Mark Abboud

Personal information
- Date of birth: November 19, 1970 (age 55)
- Place of birth: Rochester, Minnesota, U.S.
- Position: Midfielder

College career
- Years: Team / Apps / (Gls)
- 1988–1991: Macalester Scots

Senior career*
- Years: Team / Apps / (Gls)
- 1992: Tampa Bay Rowdies / 4 / (0)
- 1992–1993: Grenoble Foot 38
- 1993: Tampa Bay Rowdies / 1 / (0)
- 1994: Lommel
- 1994–2000: Minnesota Thunder
- 1994–1995: Milwaukee Wave (indoor) / 24 / (0)

= Mark Abboud =

American soccer player (born 1970)

Mark Abboud (born November 19, 1970) is an American former soccer midfielder who played two season in the American Professional Soccer League, one in the National Professional Soccer League, and seven in the USISL and USL A-League.

==Player==
Born in Rochester, Minnesota, Abboud attended the local Mayo High School before entering Macalester College.

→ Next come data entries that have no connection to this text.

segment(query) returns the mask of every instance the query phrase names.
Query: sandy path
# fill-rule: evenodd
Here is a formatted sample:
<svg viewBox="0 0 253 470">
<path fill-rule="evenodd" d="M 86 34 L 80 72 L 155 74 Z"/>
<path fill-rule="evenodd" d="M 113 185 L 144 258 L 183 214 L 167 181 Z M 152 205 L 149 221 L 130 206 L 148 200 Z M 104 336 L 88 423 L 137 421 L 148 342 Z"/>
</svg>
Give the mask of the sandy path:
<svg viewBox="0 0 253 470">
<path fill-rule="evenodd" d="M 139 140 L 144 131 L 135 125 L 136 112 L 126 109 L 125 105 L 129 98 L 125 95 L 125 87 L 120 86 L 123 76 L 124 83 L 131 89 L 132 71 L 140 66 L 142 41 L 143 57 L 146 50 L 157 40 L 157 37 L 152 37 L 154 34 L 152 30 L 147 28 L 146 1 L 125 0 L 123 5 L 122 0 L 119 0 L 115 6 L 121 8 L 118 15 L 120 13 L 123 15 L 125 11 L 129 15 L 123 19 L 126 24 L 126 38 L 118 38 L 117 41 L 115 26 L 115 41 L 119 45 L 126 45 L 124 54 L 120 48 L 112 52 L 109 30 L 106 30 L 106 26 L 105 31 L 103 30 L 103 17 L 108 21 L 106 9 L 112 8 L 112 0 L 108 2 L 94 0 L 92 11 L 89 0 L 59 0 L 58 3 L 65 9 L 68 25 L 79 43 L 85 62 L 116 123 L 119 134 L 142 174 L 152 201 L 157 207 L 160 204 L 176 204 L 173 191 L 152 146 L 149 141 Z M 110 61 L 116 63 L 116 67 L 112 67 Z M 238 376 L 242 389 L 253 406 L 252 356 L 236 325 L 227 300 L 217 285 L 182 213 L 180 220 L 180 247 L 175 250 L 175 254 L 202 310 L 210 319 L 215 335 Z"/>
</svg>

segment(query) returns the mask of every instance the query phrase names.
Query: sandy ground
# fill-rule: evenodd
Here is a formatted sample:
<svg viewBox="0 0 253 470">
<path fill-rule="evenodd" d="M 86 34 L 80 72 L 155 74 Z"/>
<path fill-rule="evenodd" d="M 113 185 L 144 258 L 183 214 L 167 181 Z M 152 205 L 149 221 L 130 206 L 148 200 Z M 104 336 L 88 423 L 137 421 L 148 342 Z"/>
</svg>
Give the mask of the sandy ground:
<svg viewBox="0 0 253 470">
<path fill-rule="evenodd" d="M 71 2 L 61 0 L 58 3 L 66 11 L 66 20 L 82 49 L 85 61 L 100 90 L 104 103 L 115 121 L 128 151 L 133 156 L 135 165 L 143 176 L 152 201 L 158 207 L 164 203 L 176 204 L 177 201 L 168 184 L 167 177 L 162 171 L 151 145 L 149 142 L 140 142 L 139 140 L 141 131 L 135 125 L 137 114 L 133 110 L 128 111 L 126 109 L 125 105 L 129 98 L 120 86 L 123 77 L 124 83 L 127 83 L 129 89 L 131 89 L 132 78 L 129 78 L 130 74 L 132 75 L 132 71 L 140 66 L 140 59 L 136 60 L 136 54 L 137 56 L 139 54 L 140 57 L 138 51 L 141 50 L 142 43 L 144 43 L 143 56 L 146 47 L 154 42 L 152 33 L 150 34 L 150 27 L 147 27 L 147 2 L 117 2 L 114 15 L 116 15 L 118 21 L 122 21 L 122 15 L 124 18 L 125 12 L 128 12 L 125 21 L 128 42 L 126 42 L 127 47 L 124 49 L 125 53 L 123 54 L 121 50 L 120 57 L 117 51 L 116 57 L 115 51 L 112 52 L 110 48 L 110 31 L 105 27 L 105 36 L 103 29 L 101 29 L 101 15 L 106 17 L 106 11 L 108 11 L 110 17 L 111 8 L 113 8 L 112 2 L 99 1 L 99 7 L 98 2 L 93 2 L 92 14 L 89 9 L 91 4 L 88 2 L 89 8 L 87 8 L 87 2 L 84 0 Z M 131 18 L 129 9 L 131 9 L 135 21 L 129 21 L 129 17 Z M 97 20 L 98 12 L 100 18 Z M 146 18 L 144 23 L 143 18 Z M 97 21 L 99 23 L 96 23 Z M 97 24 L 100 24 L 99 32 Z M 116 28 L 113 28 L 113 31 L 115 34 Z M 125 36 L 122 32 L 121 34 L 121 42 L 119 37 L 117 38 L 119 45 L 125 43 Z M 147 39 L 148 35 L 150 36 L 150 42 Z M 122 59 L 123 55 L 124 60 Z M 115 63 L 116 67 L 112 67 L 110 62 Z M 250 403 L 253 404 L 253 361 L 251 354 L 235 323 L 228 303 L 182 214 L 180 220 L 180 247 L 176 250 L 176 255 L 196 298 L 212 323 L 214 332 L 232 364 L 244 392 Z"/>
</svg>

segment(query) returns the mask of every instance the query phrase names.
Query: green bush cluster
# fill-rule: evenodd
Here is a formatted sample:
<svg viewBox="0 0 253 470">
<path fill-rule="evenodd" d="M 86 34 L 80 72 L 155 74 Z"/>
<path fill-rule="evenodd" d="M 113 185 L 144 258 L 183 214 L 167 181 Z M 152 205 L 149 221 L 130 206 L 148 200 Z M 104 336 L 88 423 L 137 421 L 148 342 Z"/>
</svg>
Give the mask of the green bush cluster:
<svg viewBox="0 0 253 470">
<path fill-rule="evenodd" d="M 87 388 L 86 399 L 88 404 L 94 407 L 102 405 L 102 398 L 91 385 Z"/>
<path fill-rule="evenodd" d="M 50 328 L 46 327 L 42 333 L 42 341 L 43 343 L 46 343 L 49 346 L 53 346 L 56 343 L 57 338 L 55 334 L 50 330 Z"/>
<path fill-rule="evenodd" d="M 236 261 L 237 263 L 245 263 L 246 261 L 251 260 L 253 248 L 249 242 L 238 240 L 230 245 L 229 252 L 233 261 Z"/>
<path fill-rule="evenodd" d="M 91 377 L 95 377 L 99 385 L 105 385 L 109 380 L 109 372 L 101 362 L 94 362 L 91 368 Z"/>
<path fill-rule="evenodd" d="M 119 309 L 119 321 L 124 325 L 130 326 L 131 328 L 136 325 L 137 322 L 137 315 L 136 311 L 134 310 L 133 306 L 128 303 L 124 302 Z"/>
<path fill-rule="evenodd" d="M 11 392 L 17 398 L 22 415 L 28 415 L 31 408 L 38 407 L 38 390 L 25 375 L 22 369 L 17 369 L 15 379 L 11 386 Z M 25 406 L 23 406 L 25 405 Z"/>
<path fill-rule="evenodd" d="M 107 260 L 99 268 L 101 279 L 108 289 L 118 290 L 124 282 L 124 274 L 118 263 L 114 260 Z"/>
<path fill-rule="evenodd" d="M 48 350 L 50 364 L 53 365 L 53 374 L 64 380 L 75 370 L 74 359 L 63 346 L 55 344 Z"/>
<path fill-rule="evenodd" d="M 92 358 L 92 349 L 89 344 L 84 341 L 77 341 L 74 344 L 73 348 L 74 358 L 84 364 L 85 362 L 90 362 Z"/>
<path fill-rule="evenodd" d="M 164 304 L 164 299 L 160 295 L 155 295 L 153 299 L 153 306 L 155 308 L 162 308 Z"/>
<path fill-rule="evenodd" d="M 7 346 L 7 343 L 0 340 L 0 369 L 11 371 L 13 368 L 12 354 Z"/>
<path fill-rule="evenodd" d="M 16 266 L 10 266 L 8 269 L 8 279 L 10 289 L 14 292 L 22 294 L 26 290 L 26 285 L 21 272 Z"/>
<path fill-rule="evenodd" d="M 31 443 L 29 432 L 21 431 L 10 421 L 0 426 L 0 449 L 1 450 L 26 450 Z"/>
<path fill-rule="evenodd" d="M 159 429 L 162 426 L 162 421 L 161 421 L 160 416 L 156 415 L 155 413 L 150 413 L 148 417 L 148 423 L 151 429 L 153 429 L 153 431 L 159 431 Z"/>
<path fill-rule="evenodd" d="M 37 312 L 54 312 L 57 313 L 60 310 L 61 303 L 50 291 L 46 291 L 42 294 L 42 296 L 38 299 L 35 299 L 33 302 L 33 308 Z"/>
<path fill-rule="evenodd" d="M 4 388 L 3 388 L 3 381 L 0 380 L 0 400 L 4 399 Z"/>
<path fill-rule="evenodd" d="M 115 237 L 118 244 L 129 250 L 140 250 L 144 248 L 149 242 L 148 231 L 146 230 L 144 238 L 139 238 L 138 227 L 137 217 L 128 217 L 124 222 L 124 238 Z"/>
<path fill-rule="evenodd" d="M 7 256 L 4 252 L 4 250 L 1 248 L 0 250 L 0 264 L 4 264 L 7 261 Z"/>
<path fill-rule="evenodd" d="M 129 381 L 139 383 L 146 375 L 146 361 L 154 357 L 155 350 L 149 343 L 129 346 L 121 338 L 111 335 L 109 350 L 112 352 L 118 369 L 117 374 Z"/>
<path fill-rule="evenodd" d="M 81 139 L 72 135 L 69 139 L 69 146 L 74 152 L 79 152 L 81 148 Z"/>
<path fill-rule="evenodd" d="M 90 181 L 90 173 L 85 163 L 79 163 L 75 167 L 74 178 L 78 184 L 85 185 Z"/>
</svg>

He played for the Macalester Fighting Scots soccer team from 1988 to 1991, finishing his career as the school's all-time leading scorer. He graduated in 1992 with a bachelor's degree in mathematics and music. That spring, the Tampa Bay Rowdies of the American Professional Soccer League drafted Abboud and he spent the 1992 season in Florida. In the fall of 1992, he moved to France where he played for Grenoble Foot 38, at the time playing in the Championnat National. He returned to the Rowdies for the summer 1993 season, then moved to Dubai Club UAE League and Belgian First Division club K.F.C. Lommel S.K. In 1994, he returned to Minnesota and signed with the Minnesota Thunder which played in USISL. He would remain with the Thunder until retiring in 2000. In 1997, the Thunder moved to the USL A-League, at the time the highest level of outdoor soccer in the United States. Abboud also spent one season playing indoor soccer with the Milwaukee Wave. He spent the 1994–1995 season with the Wave in the National Professional Soccer League.

==Coach==
In addition to playing for the Thunder, Abboud was the team's Director of Player Development from 1996 to 1999. Beginning in 2000, he entered the ranks of youth soccer with the Woodbury Soccer Club and then Bangu Tsunami FC where he is the Director of Coaching. In 2004, Abboud left Woodbury to start the Bangu Tsunami Academy, spearheading year-round development opportunities for interested players.

In 2008, Abboud led the merger of BTFC and the Wings SC to form the Minnesota Thunder Academy, under the umbrella of the state's professional organization. He was the club's Technical Director until 2010, eventually leaving the club to found his company, Skillzys, LLC.

Abboud coached HS soccer at East Ridge High School (Woodbury, MN) from 2009 until fall 2016, but is rumored to be making a living as a professional poker player.